Her brother Thur followed her in converting to Catholicism. Elizabeth then made a pilgrimage to Rome where she was confirmed. She visited the house where St Bridget of Sweden had lived in the last half of her life, and this made a deep impression on her. She felt called to dedicate her life to the cause of Christian unity. She made a brief return to New York and went back to Rome in 1904 to be welcomed as a guest in the Carmelite monastery there. She became very ill and received Extreme Unction. Her family urged her to return to Sweden but she refused. Instead she asked to make religious vows under the rule of the congregation which Bridget had founded in Sweden before it was suppressed by the Reformation. Elizabeth received special permission from Pope Pius X to do this in 1906, and assumed the habit of the Bridgettines, with its distinctive crown of the Five Wounds above the veil. She was professed by Father Hagen in 1906 on the Feast of the Sacred Heart.
Elizabeth attempted to revive interest in the order and its founder both in Sweden and Rome. Her proposal to establish a monastery of the congregation on the site where St Bridget had lived received no volunteers from the monasteries still extant. Having failed in this goal she decided to dedicate herself and three others to the care of the sick. They would also have as their mission the conversion of the Scandinavian people.
She returned to her homeland Sweden in 1923, where she was able to establish a community in Djursholm while she worked nursing the sick poor. The new congregation was established also in England in 1931, after she had received the approval of the Pope. That same year Elizabeth obtained the House of St Bridget in Rome for her new community. A foundation was made in India in 1937, which drew many new members. Canonical approval was given in 1940. She was also able to open a convent near the original site at Vadstena.
Elizabeth became known as "the second Bridget". Having performed many charitable works on behalf of the poor and those that suffered due to racial laws, she also promoted a movement for peace involving Christians and non-Christians. She also saved Jewish lives by hiding them in her convent in Rome.

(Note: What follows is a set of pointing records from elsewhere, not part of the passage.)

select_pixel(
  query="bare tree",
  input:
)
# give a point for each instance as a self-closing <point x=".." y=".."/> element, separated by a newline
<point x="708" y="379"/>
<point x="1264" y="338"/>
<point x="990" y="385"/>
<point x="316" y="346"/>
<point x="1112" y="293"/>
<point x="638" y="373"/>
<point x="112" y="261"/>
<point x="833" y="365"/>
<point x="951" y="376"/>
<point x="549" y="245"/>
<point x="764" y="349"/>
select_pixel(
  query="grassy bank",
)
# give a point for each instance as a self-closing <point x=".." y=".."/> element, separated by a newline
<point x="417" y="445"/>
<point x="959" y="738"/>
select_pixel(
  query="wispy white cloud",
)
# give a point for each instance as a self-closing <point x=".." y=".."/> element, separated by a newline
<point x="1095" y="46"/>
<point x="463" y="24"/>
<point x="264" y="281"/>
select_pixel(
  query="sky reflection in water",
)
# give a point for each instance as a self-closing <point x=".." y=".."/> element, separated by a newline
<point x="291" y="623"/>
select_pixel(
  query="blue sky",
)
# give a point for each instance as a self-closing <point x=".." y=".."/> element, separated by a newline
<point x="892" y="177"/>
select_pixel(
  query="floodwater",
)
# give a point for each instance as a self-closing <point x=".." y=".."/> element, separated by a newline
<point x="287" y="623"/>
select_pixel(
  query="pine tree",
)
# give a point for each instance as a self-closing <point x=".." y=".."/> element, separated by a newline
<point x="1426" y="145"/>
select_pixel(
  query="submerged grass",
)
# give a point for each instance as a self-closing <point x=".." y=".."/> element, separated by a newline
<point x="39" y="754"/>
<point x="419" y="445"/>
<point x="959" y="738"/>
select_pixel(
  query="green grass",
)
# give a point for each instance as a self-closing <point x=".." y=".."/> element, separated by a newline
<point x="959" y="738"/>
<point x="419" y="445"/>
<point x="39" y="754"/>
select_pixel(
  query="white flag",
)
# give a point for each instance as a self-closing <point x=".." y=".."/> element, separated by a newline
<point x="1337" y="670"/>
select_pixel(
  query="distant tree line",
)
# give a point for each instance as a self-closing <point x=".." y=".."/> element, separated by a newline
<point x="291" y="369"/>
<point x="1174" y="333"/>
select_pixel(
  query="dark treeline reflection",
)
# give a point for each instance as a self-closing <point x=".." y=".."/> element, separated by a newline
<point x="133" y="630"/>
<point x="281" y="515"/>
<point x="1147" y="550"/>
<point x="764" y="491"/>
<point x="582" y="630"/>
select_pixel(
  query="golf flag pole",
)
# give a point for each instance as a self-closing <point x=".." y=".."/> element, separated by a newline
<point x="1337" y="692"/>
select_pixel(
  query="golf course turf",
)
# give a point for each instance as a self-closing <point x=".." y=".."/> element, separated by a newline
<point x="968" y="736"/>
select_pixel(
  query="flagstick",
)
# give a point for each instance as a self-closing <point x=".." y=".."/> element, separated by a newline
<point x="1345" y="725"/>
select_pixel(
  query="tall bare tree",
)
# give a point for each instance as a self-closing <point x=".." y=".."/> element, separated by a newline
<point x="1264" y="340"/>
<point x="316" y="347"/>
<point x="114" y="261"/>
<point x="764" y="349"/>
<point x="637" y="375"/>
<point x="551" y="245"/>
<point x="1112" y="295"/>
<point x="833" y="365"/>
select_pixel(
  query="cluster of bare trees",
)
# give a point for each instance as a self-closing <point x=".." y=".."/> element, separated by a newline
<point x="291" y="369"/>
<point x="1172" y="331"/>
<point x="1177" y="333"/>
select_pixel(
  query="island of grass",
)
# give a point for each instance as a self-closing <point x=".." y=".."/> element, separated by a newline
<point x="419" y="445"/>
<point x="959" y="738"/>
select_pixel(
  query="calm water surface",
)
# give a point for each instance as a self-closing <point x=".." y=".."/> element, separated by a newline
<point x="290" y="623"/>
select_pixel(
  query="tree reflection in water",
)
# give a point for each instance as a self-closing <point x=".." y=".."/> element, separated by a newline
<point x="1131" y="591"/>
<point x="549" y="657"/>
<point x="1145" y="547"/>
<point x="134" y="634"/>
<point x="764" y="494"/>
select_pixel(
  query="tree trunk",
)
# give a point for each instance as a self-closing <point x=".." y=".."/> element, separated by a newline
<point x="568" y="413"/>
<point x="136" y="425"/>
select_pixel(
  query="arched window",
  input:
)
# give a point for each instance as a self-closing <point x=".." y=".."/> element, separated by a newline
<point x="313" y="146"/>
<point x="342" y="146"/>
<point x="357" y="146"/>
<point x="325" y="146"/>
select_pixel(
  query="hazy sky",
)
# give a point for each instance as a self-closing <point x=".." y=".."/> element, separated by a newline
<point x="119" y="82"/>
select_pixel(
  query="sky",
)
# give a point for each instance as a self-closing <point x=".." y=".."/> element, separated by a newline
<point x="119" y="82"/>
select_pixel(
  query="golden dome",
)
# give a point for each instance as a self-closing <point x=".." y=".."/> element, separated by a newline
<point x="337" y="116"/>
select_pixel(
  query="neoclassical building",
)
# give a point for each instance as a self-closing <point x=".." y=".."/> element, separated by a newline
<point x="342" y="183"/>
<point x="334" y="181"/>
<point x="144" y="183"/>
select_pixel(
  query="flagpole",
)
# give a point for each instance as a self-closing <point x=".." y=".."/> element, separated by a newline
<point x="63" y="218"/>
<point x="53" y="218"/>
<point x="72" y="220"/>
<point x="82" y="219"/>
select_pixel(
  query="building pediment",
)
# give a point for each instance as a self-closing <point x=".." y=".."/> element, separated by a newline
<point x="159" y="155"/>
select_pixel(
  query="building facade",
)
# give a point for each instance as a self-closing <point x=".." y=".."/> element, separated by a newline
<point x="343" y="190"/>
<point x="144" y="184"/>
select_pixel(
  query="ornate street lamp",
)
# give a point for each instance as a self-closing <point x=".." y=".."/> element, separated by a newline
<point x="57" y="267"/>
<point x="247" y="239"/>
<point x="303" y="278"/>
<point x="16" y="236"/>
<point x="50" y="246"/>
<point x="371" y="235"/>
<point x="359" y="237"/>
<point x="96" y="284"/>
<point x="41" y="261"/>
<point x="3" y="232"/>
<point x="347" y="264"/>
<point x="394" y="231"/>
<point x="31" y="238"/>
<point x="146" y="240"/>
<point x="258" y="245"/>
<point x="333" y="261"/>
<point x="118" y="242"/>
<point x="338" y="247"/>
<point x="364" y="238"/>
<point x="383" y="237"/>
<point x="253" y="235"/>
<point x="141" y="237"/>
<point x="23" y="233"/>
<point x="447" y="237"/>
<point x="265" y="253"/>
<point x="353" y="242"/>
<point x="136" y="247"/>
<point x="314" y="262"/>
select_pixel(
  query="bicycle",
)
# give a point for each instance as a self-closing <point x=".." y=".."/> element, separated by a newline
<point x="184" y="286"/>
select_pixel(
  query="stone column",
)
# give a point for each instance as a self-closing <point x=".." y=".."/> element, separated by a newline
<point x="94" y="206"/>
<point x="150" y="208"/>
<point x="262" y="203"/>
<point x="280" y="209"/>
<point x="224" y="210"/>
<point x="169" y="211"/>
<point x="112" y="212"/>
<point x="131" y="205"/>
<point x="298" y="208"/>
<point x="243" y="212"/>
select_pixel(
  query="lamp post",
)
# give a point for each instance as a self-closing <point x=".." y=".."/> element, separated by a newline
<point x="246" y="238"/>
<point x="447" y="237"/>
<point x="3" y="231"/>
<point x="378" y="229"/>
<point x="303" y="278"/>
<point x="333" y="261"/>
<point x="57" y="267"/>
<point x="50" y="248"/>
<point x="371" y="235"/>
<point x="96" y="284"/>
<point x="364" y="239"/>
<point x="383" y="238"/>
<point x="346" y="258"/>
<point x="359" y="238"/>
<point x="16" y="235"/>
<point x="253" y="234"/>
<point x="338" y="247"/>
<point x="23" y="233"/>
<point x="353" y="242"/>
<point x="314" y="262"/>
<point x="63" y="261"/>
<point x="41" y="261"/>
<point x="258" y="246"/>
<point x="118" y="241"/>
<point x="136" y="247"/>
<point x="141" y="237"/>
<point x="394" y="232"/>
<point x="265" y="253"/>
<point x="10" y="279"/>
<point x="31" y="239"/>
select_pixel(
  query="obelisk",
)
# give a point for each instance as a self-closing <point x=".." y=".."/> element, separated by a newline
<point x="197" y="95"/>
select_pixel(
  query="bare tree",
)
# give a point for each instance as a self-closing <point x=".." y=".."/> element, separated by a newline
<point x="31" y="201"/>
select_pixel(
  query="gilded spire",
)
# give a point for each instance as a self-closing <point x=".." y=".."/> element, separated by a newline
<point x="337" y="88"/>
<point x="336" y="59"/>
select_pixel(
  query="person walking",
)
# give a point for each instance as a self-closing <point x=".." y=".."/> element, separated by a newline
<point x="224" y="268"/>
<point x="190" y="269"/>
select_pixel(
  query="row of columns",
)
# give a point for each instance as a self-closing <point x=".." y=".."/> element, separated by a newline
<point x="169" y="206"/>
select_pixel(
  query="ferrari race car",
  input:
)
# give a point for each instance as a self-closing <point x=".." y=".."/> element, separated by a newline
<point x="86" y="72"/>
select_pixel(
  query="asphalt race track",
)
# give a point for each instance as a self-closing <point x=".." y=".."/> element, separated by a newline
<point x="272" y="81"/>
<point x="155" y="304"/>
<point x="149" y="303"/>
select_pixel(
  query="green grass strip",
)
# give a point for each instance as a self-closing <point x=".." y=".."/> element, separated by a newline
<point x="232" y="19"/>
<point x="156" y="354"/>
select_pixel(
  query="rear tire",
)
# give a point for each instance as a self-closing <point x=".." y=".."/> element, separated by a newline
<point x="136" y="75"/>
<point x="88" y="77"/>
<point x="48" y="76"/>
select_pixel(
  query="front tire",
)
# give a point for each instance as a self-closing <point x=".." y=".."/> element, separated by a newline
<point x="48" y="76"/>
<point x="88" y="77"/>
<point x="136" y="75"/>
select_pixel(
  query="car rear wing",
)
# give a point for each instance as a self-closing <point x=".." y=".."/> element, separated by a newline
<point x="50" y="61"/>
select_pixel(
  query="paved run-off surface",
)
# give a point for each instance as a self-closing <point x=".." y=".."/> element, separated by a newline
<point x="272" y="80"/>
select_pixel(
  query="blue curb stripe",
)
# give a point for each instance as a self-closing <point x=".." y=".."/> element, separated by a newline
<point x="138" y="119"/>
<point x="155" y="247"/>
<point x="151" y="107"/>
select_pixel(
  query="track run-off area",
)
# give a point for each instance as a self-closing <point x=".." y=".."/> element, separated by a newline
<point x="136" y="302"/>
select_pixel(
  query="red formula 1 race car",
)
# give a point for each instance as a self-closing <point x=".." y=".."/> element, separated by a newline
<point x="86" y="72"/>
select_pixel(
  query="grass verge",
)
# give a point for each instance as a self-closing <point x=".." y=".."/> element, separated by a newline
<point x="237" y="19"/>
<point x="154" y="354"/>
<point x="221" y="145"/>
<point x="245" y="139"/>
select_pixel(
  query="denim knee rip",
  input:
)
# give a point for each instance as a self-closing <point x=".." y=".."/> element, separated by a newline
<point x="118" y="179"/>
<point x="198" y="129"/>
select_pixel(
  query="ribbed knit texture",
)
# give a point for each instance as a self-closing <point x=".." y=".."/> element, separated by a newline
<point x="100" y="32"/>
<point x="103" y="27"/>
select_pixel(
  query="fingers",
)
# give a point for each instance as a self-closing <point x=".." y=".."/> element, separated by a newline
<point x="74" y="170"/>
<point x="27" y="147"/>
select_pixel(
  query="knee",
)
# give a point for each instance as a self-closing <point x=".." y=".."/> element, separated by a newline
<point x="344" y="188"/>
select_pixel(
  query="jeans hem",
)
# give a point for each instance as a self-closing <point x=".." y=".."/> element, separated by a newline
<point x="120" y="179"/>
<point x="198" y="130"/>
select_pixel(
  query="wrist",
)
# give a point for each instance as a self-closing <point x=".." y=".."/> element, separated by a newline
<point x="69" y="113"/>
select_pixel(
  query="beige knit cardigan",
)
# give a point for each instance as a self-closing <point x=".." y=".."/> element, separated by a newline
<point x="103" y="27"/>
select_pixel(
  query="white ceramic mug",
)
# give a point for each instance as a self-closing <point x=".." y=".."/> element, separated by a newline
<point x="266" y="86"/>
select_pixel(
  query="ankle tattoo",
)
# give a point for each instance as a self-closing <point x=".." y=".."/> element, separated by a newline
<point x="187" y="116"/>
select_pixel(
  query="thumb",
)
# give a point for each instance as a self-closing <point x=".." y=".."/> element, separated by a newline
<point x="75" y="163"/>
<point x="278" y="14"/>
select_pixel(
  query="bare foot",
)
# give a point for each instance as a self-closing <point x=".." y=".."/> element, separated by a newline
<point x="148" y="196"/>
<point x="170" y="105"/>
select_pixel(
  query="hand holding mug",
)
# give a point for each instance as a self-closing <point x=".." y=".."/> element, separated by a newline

On 23 April 1957, her health having been in decline for some time, Elizabeth gave her blessing to the sisters and held her raised hands in a solemn gesture in which she murmured these words: “Go to Heaven with hands full of love and virtues.” She received the sacraments and died on 24 April 1957. She was canonised by Pope Francis in 2016. She was also honoured as “Righteous Among Nations” in 2004, an award given to non-Jews who helped Jews during the Holocaust. She would be delighted to learn that the convent at Vadstena was refounded in 1963 as a Brigettine convent of the original branch of the congregation. She would also rejoice in the fact that in 1991 - the sixth centennial of St Bridget - Pope John Paul II and two Lutheran bishops prayed together before the burial place of St Peter in Rome as an ecumenical gesture.
St Elizabeth Hesselbad, pray for us.